Chief executive Peter Ward, said: “Currently food inspections must be conducted within the port boundary, but after Brexit this will be impractical.”
He continued: “For example, 44 per cent of what the nation eats enters the UK at Dover from the EU. This is the equivalent of 1,000 trucks per day through the port on ferries and the tunnel.
“Inspecting this food in a manner consistent with Rest Of World rules from March 2019 is going to present a major challenge.
“For instance, the port of Dover doesn’t have the necessary plug-in points to power temperature-controlled vehicles, which means the only way to ensure that food remains cool while awaiting inspection will be to keep diesel engines running – which will add cost and impact on the environment.
“The lack of adequate inspection facilities at Ro/Ro ports, such as Dover, will result in unprecedented delays and after Brexit there will simply not be sufficient capacity nor the infrastructure to cope, so an interruption in food supply chains seems inevitable.”
Allowing food inspections to be carried out at inland storage facilities would allow existing storage premises to be adapted to accommodate inspection regimes and deliver the necessary extra capacity more quickly.
Ward acknowledged that, given the huge volumes involved, any new inland food inspection facilities would have to be located close to both power supply and a sustainable labour pool, which in turn will trigger other concerns.
“The question is how resistance of local residents to large warehousing and distribution developments will be balanced against the need to ensure the nation continues to be fed,” he said.

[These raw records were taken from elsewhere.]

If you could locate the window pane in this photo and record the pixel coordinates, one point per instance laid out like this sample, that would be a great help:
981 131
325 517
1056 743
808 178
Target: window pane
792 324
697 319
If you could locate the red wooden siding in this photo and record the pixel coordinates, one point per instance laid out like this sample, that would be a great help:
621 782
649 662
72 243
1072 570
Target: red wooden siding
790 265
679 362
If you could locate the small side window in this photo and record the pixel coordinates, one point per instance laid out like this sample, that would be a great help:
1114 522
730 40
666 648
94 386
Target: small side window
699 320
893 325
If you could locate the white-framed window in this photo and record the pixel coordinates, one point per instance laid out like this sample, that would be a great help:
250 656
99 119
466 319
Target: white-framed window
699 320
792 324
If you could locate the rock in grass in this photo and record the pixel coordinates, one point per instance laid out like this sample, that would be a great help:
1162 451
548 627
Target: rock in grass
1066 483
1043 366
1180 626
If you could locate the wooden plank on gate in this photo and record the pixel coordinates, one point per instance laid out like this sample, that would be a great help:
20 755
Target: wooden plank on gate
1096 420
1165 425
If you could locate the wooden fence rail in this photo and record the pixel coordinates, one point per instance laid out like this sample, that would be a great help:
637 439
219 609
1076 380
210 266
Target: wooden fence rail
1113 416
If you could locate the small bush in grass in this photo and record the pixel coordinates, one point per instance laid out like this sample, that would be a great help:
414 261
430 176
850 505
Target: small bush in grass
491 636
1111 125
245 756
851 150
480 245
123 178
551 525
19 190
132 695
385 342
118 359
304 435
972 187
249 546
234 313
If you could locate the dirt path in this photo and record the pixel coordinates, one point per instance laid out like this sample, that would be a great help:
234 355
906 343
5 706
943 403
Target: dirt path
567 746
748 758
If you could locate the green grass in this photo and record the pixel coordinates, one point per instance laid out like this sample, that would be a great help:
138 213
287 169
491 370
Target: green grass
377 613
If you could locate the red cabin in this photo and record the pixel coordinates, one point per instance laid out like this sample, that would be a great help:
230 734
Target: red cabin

* The UK and EU are to negotiate continuously from now on, Michel Barnier revealed following a meeting with UK Brexit secretary Dominic Raab yesterday.
“Our challenge for the coming weeks is to try and define an ambitious partnership between the UK and the EU. A partnership that has no precedent. This partnership has to respect the single market and the foundations of the European project. If this is well understood, we can conclude the negotiations successfully,” said Barnier.